The mast purchase shown is used instead of a forestay, when the mast is too far forward to admit of the forestay clearing the fore end of yard.

To lower the mast, however, is only half the battle, and the latter half of it, to secure and stow away the whole rig, remains to be won. If the spars are very short, there will be no great difficulty in stowing the whole affair away: but to do this 7 or 8 feet will be the greatest length admissible. However, a very fair sized sail can be set on spars of this length, especially by the use of battens.
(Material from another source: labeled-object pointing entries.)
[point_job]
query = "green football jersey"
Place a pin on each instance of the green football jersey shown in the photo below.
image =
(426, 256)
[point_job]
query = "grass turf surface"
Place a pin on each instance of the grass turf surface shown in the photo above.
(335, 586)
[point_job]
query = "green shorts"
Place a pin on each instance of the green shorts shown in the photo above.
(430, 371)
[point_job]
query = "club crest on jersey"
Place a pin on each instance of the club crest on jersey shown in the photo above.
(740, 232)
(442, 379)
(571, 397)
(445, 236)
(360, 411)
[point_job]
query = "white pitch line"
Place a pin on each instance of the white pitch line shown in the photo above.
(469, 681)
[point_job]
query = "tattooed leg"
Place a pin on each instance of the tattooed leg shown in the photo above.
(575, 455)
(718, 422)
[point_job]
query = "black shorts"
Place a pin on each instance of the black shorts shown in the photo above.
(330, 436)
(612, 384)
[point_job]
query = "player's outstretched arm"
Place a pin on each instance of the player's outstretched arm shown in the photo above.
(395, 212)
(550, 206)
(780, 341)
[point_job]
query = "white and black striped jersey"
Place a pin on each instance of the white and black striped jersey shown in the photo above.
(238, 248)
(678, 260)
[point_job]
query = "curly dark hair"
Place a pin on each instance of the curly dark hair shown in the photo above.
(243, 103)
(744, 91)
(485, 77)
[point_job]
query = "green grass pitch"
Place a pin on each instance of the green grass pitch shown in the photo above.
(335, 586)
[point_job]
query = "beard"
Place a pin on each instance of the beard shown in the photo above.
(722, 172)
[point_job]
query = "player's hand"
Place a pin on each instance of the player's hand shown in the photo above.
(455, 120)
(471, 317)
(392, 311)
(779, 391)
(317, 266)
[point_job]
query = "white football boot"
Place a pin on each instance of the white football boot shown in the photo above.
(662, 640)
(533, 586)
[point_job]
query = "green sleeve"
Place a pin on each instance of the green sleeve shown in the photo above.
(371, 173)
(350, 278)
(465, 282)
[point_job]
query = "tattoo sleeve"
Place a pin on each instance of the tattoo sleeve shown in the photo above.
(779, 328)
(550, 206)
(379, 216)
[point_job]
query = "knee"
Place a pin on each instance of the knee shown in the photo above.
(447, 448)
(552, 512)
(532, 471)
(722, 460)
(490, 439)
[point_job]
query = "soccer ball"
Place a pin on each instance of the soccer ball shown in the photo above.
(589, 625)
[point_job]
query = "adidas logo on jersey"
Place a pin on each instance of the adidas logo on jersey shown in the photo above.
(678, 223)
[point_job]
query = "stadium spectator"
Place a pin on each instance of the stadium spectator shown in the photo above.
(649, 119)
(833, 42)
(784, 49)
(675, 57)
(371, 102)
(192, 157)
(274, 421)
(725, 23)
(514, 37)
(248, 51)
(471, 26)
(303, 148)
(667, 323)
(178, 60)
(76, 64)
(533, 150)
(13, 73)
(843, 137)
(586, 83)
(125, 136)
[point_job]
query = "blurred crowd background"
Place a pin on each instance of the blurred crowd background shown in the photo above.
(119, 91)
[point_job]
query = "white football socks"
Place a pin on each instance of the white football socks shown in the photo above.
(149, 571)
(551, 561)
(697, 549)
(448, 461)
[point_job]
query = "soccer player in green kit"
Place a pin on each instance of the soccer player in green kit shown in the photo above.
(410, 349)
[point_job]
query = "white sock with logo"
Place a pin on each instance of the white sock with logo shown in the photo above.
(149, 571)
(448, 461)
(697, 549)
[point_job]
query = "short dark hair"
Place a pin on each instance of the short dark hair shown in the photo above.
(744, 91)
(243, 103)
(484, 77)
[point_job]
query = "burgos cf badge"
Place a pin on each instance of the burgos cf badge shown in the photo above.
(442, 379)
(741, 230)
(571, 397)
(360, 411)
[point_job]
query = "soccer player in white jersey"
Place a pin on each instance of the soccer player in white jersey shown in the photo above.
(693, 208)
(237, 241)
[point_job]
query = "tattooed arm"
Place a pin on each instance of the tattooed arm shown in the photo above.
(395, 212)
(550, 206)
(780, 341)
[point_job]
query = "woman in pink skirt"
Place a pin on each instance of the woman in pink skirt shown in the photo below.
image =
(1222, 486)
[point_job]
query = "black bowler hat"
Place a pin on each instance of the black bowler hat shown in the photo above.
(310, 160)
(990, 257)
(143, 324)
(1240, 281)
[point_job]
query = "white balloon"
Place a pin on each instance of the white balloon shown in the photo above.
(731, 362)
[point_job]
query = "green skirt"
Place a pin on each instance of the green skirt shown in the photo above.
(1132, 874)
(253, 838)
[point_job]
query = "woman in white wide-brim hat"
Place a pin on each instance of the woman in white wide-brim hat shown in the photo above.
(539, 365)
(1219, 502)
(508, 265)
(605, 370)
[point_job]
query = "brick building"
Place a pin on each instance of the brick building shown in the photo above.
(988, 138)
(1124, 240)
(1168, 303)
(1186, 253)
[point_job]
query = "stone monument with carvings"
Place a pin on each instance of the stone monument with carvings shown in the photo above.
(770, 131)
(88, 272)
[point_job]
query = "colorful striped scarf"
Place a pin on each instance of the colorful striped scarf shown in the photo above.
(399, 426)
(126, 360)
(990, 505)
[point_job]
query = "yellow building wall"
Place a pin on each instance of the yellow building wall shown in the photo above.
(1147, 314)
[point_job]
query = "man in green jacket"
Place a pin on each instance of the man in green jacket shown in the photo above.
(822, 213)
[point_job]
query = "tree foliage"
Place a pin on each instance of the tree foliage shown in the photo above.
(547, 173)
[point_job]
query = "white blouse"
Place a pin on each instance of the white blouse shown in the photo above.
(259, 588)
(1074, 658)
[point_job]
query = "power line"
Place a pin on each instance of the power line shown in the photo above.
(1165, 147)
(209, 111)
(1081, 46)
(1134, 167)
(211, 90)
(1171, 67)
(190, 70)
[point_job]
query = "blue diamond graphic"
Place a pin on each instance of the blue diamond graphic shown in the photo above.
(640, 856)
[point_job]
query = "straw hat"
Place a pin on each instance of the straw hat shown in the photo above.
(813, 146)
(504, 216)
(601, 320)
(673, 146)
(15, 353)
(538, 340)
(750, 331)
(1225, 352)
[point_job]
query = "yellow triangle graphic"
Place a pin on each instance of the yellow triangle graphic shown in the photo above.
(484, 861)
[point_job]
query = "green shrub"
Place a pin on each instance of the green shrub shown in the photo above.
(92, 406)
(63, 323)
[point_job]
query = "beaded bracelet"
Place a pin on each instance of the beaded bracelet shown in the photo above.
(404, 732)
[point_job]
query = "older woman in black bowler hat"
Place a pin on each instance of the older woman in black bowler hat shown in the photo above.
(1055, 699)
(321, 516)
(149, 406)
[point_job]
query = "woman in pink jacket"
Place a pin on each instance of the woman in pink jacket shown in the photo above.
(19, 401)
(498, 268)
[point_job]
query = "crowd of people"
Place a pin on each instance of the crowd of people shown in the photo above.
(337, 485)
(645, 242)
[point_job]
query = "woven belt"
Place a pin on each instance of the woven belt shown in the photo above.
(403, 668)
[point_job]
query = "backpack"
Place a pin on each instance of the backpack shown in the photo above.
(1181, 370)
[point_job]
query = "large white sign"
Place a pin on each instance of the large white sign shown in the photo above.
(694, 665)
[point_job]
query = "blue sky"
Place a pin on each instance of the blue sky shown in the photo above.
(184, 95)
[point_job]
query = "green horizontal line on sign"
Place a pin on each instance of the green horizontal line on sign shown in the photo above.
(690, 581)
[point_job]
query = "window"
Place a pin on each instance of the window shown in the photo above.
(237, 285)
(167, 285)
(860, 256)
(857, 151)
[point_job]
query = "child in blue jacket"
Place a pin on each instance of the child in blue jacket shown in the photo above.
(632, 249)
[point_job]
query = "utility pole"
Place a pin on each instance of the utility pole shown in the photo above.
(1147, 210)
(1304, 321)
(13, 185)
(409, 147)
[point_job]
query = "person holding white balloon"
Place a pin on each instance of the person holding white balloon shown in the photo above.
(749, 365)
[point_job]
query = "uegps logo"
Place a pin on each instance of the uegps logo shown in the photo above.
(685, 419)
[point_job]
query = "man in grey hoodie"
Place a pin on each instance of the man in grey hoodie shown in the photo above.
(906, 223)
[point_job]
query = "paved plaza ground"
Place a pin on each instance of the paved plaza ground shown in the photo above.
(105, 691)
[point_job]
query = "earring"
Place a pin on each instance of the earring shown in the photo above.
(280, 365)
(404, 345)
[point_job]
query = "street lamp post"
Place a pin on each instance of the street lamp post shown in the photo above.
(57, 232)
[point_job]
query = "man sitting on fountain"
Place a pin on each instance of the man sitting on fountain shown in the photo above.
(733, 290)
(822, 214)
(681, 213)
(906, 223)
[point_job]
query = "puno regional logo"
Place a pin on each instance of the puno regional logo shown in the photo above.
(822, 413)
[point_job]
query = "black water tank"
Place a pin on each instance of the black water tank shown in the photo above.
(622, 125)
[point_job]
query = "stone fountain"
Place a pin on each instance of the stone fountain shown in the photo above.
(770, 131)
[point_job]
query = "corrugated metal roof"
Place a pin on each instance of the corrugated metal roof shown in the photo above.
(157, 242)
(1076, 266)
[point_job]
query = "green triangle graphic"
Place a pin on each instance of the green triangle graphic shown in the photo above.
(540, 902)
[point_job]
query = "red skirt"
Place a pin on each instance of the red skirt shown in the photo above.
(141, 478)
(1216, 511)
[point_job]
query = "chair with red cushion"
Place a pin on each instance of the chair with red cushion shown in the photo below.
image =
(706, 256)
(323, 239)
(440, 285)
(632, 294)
A design lately appeared in the Field, suggesting that the upper part of the mast should take off with a ferrule, and be stowed away with the sail, the lower portion remaining on deck. The objection to this is the great difficulty of replacing all the gear, halliards, etc., clear for resetting. Most of the large canoes of the R.C.C. have given up stowing sails below, not only with the gigantic sails used in racing, but with their working canvas.

A gentleman who has made some good cruises in a canoe thus fitted, tells me that the impossibility of stowing sails below is a great nuisance in paddling to windward, and inconvenient when the boat is housed ashore or sent by train, but his craft being too heavy to be properly driven by small sails, he is obliged to put up with it.

All this chiefly applies to the mainmast. The mizen is very seldom made to lower, but if desired, it can easily be fitted with a tabernacle. Here and there, where very low bridges are common, this might be worth doing.